Schon der Klappentext verspricht einem ein herrlich sarkastisches und vor allem ungewöhnliches Lesevergnügen. Denn wann kann man mal die Geschichte aus der Sicht des Bösen lesen? Wobei ich jedoch sagen muss, dass Lord Demor gar nicht der Bösewicht ist, der er zu sein meint. Denn manchmal hat er derart gute Ansichten, dass man ihn sich leicht als den Retter des Reiches vorstellen kann.

Bei diesem Roman habe ich (fast) alles durchgemacht: lachen, erschrecken, wundern, mitfühlen und auch ein bisschen Traurigkeit. Insbesondere die Bemerkungen seitens Lord Demor haben mich immer wieder schmunzeln lassen. Sein Sarkasmus ist trocken und das ist etwas, dass ich sehr gerne lese.

Die Geschichte an sich ist stark geprägt von „Der Herr der Ringe“. Ich konnte viele Parallelen ziehen. Aber auch andere Geschichten finden Einfluss, wobei ich hier nicht alle aufzählen möchte und kann.

Bei vielen Romanen finde ich solche Parallelen nicht so gut, allerdings muss ich sagen, dass man sich Lord Demor sehr gut in Mittelerde hätte vorstellen können, der an Seiten Saurons um die Herrschaft kämpft.

Gerade der Wortwitz, der zu Hauf in der Story vorkommt, macht meiner Meinung nach die Geschichte aus. Genauso auch, dass hier mal nicht die Guten im Mittelpunkt stehen, sondern das Böse. Und die vier Bösewichte sind einem irgendwie sympathisch, auch wenn sie nichts Gutes im Schilde führen. Aber jeder der vier hat seine guten Eigenschaften, allen voran die Freundschaft, die die vier miteinander verbindet.

Einen Kritikpunkt hätte ich jedoch: die stellenweisen Längen im Buch. Manche Szenen waren einfach zu ausführlich erzählt, so dass ich Mühe hatte, wieder in den Lesefluss hineinzukommen. Dies hat mich etwas gestört und gibt auch leider etwas Abzug.

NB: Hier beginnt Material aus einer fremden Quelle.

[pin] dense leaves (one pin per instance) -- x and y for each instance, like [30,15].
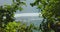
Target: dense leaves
[50,10]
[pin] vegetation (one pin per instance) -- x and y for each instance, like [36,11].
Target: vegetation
[50,10]
[7,22]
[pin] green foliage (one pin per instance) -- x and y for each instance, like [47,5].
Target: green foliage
[7,22]
[50,10]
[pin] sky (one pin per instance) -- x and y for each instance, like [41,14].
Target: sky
[27,10]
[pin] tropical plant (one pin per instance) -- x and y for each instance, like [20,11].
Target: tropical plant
[50,10]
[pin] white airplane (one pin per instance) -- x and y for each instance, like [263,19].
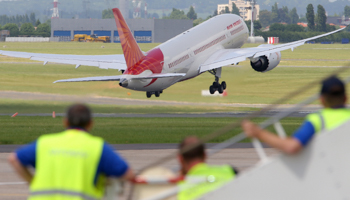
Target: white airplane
[206,47]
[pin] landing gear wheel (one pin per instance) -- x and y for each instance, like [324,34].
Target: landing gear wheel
[223,83]
[157,94]
[212,89]
[220,89]
[216,84]
[148,94]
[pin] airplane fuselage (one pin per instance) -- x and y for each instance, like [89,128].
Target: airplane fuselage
[187,51]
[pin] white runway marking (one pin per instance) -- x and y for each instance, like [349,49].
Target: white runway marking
[12,183]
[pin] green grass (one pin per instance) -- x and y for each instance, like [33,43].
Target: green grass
[21,130]
[10,106]
[244,84]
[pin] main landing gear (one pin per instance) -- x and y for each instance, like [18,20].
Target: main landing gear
[216,85]
[157,93]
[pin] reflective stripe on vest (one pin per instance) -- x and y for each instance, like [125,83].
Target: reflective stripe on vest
[69,194]
[328,118]
[216,175]
[66,165]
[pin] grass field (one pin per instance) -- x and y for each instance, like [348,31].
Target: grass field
[21,130]
[10,106]
[244,84]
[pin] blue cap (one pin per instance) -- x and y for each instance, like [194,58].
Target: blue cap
[333,86]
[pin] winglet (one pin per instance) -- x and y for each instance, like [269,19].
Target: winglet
[131,49]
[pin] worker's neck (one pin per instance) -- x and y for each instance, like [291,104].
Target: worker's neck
[193,163]
[76,128]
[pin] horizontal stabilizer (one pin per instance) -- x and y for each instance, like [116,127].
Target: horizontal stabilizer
[117,78]
[97,78]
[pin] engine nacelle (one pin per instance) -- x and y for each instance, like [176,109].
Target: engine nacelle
[266,63]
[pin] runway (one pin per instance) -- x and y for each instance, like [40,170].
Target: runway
[172,115]
[13,188]
[126,101]
[119,147]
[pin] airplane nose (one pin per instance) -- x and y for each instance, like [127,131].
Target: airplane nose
[123,82]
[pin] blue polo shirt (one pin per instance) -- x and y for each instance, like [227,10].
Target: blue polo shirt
[304,133]
[111,164]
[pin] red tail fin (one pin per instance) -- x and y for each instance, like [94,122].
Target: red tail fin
[132,52]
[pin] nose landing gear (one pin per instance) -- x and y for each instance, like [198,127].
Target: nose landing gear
[217,87]
[156,93]
[216,84]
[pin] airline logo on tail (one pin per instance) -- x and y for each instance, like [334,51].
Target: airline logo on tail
[136,61]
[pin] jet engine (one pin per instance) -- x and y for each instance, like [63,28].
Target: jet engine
[266,63]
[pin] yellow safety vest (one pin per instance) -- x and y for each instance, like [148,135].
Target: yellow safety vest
[328,118]
[66,165]
[216,177]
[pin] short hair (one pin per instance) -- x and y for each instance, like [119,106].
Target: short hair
[197,152]
[78,115]
[334,92]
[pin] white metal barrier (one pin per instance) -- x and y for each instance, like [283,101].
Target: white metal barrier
[320,171]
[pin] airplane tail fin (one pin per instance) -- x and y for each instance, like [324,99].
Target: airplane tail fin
[131,49]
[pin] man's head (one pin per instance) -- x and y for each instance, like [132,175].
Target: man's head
[193,156]
[333,93]
[79,116]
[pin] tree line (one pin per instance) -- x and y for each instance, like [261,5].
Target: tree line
[27,29]
[18,19]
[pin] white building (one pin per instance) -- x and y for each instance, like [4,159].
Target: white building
[244,9]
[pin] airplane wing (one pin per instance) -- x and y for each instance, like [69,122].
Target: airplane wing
[117,78]
[101,61]
[225,57]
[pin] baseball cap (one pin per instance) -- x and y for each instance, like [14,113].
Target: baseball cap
[333,86]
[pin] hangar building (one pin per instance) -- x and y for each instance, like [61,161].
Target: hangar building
[144,30]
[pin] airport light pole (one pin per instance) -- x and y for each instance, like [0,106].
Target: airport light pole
[252,6]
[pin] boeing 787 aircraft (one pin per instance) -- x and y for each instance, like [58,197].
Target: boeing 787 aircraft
[205,47]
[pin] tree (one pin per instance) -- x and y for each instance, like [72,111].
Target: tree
[176,14]
[227,9]
[37,23]
[257,24]
[43,30]
[13,28]
[27,20]
[274,13]
[155,16]
[294,17]
[192,14]
[310,17]
[107,14]
[235,10]
[347,11]
[197,21]
[27,29]
[265,17]
[283,15]
[32,18]
[321,19]
[215,13]
[277,27]
[294,28]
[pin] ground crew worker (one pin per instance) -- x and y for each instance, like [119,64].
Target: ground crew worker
[193,164]
[333,99]
[69,165]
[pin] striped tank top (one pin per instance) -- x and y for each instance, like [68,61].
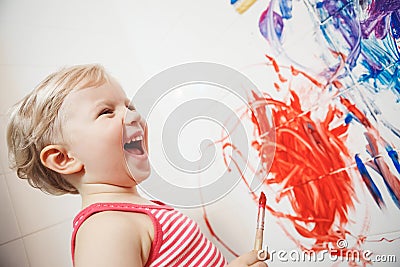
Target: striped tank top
[177,241]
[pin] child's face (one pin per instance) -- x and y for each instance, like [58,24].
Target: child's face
[99,125]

Trotzdem hatte ich großen Spaß beim Lesen und würde mich freuen, irgendwann weitere Abenteuer von Lord Demor, dem Ork Bult, der Eisernen Jungfrau und dem Kopflosen Reiter mitzuerleben.

Fazit:
Eine tolle Story gepaart mit Sarkasmus, Wortwitz und ungewöhnlichen Gestalten, die lernen, was Freundschaft ist.